Staunton, Sept. 28 – The late French philosopher Gilles Deleuze argued that there are two kinds of madness in the world today, imperial and capitalist. The former has a center where a despot defines the nature of reality and seeks to extend it as far as possible and to as many spheres as possible.
The latter in contrast, Mikhail Iampolski argues, is a kind of madness that resists that imperial one because there are so many chains of signifiers – including money, idea, possessions and so on – that move about in various directions without a single center to impose an order on them.
The Russian Jewish scholar who has worked at New York University for most of the last three decades says that his homeland, Russia, is “an outlandish combination of these contradictory types of madness,” with a despotic center of the imperial kind competing with the dispersed world of the capitalist (novayagazeta.ru/articles/2021/09/28/mezhdu-bezumiem-imperskim-i-kapitalisticheskim).
That provides a framework for his suggestion that the label of “electoral authoritarianism” often applied to Putin’s Russia “explains the situation only in part.” One cannot understand the political system there “without an analysis of culture and tradition.” And that in turn points to the disappearance of the individual in Russian political discourse.
“I do not think that the authorities in the Kremlin today are in a position to hold out exclusively on monarchistic and church symbolism, although in Russia, the symbolic importance of a faceless state is much higher than in other regions … It seems to me,” Iampolski continues, that “the basis of its power is almost universal corruption.”
“Corruption occurs when people are afraid to lose that small state of well-being which they have achieved and in exchange for its maintenance are prepared to pay by giving up the power to make political choices.” That is easier for Russians to do because more than most other peoples, they see the political as alien and apart and not at the center of their lives.
“In Soviet times,” Iampolski says, “the well-known kitchens formed a completely separate world from the world of the CPSU.” Such cultural traditions explain a lot in politics, he continues.
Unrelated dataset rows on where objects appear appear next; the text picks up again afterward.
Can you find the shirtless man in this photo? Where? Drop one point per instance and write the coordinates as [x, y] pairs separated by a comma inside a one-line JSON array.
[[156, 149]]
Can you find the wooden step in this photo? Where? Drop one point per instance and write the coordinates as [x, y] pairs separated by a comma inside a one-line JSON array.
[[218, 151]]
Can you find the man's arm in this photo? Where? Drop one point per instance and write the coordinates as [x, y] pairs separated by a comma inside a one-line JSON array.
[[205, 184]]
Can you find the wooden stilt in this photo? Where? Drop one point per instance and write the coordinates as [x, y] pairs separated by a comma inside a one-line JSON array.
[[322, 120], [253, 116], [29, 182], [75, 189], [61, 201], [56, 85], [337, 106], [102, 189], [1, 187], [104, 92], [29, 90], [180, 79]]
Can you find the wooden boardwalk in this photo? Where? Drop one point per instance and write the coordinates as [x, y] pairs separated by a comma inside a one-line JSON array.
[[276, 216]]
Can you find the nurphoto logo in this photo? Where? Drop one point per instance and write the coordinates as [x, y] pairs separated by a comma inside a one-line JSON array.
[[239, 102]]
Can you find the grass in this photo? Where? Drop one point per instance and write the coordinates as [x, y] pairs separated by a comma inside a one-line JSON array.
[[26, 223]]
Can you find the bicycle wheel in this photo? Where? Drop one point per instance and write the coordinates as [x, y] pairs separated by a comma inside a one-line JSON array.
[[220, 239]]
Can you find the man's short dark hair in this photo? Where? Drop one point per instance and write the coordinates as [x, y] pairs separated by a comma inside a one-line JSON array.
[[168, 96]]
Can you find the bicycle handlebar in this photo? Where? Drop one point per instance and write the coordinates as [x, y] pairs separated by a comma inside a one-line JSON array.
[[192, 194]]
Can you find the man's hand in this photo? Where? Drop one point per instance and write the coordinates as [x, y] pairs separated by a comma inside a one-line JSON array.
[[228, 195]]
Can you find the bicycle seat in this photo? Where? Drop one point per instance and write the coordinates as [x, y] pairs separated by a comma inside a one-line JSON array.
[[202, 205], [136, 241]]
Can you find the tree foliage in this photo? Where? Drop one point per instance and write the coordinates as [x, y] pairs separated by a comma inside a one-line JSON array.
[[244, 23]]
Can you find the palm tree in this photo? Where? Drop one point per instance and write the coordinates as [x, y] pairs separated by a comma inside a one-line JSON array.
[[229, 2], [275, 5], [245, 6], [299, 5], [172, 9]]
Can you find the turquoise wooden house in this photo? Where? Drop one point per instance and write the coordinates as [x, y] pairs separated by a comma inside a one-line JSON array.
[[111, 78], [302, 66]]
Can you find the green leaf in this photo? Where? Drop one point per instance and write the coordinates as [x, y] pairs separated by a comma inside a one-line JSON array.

For example, they explain “why elections in Russia and in Ukraine play are completely different and play different roles.”
According to the NYU scholar, “it is no accident that a Maidan was possible in Ukraine and that even the Belarusians … came o9ut into the streets to protest against the falsification of elections while in Russia even in 2011 was incomparably less.”
The reasons for this are rooted in the nature of the Russian imperial system. Serfdom in Russia was always stronger near the center and did not extend fully or even at all into regions further away such as Poland, Finland, the Caucasus and Siberia. Thus, “the cult of statehood and even more of the empire never was in the borderlands.”
Instead, people there traditionally opposed themselves to the center and to the officials the center dispatched to their regions. That has made democratic competition far easier in the borderlands than it is at the core of the Russian state. This difference also explains why the Kremlin has reacted to intelligent voting as it has.
Intelligent voting as Aleksey Navalny has devised it is not about electing this or that candidate but rather about challenging the powers that be over their claim to have the right to determine all outcomes. Consequently, for the Kremlin, what Navalny has done is an attack on the core rights of the ruler. Not surprisingly, it has reacted with horror.